Странности любви
Шрифт:
Вынул из внутреннего кармана бумажник, достал фотографию. С цветного снимка глянула симпатичная женщина, чуть старше Тани, с пышными светлыми волосами и годовалая девчушка, такая же светловолосая и кукольно-голубоглазая, как мать.
— Какая очаровательная! — искренне восхитилась Таня ребенком. — Внучка?
— Дочка, — сверкнул очками Калинин. — С моей женой… Для жены-то уже есть подарок, а вот для дочки… Смотрите, какую ей цепочку купил. Очаровательная, верно? И совсем не дорого. Вам бы тоже она пошла. На такой шее, как у вас, Танюша, нужно носить только самой высшей пробы.
— Нет, спасибо, — Таня поспешно простилась с Калининым и быстро пошла прочь из торгового квартала.
На набережной безлюдно и тихо. Внизу мерно плещется Нил. Неспешно несет свои усохшие воды мимо храмов и пирамид, построенных рабами на заре человеческого разума.
Таня опустилась на гранитную ступеньку и, задрав голову, стала искать на небе созвездие Креста…
Опасный возраст
Самый опасный этап беременности, говорят, — первые два-три месяца. У Нины так и вышло: лежала на сохранении, пила отвары из трав, делала все, что кто-нибудь посоветует… Кое-как удержала, но сил и здоровья на это вылетело порядочно.

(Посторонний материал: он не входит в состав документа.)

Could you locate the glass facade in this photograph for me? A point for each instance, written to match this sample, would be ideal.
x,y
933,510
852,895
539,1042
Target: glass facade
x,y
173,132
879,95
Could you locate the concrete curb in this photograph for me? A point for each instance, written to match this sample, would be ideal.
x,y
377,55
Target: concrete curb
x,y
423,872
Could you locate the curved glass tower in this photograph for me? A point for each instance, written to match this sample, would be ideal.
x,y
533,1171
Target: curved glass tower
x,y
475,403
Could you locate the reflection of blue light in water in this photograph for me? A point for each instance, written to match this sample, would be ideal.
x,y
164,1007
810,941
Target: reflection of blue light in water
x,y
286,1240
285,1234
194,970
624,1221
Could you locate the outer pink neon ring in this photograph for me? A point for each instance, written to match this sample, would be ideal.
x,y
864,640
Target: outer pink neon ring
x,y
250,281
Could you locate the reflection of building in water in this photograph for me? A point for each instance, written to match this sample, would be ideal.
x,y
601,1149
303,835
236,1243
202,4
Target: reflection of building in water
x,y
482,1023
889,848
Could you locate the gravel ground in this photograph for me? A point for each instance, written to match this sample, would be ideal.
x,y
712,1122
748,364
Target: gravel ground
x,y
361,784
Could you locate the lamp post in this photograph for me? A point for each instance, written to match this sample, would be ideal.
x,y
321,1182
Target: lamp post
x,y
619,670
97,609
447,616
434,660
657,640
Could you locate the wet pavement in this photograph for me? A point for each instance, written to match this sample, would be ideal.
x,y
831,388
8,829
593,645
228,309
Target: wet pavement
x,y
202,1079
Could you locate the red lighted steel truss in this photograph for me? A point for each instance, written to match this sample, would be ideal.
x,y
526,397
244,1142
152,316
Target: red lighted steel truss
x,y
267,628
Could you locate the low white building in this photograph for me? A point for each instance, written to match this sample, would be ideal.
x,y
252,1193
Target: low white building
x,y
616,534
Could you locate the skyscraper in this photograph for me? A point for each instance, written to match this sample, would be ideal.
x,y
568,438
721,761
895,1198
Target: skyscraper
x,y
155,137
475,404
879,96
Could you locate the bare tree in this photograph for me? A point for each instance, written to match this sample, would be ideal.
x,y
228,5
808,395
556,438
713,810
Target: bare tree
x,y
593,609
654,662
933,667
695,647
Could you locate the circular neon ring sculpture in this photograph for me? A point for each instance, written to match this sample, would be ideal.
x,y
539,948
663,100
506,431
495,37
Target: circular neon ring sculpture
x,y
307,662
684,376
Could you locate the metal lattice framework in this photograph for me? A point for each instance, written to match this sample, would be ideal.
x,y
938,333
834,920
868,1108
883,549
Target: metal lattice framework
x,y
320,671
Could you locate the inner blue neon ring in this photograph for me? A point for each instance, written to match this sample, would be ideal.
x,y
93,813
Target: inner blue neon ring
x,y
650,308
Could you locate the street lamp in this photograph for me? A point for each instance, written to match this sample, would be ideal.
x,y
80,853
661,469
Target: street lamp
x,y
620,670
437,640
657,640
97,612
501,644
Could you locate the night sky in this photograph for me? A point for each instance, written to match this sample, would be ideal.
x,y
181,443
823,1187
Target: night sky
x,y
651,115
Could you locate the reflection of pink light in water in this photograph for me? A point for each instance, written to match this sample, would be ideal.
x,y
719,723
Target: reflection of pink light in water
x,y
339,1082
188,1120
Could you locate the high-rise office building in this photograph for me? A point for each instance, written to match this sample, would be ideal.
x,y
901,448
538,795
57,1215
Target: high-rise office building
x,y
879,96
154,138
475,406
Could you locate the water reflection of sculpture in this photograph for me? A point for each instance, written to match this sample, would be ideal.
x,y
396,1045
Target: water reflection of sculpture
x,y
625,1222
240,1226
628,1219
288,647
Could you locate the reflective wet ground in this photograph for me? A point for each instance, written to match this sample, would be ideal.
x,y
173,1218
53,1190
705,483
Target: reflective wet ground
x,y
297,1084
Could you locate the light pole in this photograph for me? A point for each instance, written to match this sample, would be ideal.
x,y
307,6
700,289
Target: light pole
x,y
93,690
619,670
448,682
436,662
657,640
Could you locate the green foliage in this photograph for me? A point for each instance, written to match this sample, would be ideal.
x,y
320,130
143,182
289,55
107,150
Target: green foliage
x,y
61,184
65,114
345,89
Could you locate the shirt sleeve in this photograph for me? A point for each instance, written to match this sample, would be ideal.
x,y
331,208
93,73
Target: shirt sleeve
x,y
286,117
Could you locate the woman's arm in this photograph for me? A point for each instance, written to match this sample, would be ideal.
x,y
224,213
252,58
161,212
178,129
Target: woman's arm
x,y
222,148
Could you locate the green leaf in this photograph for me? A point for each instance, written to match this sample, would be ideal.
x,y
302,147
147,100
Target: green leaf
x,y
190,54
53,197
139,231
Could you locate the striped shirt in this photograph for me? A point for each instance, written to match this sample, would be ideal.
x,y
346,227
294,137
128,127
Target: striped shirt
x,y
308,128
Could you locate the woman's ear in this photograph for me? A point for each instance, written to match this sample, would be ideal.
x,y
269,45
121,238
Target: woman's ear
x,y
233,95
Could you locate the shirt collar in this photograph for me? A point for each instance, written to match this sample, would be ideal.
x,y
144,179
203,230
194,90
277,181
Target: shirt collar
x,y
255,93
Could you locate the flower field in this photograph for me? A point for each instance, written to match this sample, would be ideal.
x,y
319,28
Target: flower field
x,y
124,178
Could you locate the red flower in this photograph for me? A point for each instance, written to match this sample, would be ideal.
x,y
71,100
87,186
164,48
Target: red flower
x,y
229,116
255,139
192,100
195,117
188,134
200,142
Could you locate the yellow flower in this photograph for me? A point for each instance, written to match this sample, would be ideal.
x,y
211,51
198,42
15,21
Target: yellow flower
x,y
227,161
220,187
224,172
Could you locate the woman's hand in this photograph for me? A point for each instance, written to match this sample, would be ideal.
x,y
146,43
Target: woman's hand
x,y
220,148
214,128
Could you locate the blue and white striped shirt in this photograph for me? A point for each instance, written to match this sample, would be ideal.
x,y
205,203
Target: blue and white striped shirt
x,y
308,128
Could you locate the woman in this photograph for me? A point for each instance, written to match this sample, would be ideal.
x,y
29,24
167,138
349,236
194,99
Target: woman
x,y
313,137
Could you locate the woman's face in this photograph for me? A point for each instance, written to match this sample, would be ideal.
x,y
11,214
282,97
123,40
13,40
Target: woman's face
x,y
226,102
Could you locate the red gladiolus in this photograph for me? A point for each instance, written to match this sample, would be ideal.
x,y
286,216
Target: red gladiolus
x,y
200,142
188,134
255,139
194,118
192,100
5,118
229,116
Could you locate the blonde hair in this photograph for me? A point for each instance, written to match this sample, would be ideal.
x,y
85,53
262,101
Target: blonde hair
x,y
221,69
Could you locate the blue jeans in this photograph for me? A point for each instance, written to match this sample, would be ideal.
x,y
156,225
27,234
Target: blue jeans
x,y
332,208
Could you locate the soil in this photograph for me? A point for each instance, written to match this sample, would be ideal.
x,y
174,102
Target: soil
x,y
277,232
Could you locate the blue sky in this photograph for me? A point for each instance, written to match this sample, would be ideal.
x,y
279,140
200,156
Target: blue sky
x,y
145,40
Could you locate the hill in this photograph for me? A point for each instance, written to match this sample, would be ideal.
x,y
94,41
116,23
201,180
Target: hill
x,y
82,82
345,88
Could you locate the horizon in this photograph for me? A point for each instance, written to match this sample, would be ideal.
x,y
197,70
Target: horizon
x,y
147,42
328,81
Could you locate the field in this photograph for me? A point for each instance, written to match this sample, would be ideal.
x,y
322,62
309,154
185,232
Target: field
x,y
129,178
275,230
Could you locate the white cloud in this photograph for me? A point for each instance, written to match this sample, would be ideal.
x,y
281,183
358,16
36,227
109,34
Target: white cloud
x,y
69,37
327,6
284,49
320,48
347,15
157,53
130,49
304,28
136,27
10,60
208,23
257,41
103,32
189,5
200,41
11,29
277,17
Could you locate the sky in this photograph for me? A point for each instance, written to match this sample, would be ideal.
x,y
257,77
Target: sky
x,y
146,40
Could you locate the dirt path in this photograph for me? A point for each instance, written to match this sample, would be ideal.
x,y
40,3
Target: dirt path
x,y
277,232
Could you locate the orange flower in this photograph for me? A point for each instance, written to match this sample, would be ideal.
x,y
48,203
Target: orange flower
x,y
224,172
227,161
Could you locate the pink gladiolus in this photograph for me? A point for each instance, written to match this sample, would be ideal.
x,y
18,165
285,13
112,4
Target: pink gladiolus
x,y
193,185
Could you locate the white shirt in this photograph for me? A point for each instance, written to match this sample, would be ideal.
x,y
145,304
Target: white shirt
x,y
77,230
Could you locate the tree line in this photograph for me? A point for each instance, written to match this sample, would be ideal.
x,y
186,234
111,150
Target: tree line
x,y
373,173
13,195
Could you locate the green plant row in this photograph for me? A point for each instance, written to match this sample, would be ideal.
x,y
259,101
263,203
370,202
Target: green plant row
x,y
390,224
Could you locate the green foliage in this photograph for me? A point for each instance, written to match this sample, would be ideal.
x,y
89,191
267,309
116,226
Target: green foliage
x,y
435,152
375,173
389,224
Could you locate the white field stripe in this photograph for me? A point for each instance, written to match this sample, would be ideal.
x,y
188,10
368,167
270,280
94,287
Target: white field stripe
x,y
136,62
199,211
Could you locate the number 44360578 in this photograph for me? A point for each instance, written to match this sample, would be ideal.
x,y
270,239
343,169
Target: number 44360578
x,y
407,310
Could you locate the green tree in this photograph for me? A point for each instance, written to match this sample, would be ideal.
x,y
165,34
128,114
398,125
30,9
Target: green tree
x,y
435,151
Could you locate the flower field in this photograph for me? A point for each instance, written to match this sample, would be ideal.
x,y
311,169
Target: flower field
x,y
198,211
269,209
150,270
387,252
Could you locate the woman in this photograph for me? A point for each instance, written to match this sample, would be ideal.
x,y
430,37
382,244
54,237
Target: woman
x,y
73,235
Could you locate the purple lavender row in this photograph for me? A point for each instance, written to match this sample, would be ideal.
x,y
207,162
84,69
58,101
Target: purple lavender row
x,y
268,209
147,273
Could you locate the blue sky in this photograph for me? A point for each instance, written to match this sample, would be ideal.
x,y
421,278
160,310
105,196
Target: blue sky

А едва выписалась из больницы, снабженная советами беречь себя и не волноваться, как тут же и навалилось. Может, усугубило тогдашнее состояние, или кривая биоритма пошла на минус — Нина одно время увлекалась расчетами, старательно вырисовывая свои синусоиды, но неприятности посыпались со всех сторон.
Не утвердили проект отдела, сразу поползли слухи, будто их КБ вообще ликвидируют или в лучшем случае сольют с другим, превратят в придаток; о премии, понятно, надо забыть на долгие месяцы, если не вовсе. Моральный ущерб, отягощенный материальным, привел отдел в тягостное уныние, сродни траурному.
Ко всему прочему Нина потеряла часы. Ну ладно бы просто модные или безумно дорогие — это, в конце концов, вполне переживаемо. Хуже всего, что это был подарок мужа. Коленька знал: Нина давно мечтала о таких — японских, из черной пластмассы, с музыкальным перезвоном. И когда она сказала, что наконец забеременела, муж на радостях купил у дошлого коллеги чеки и поехал в "Березку"…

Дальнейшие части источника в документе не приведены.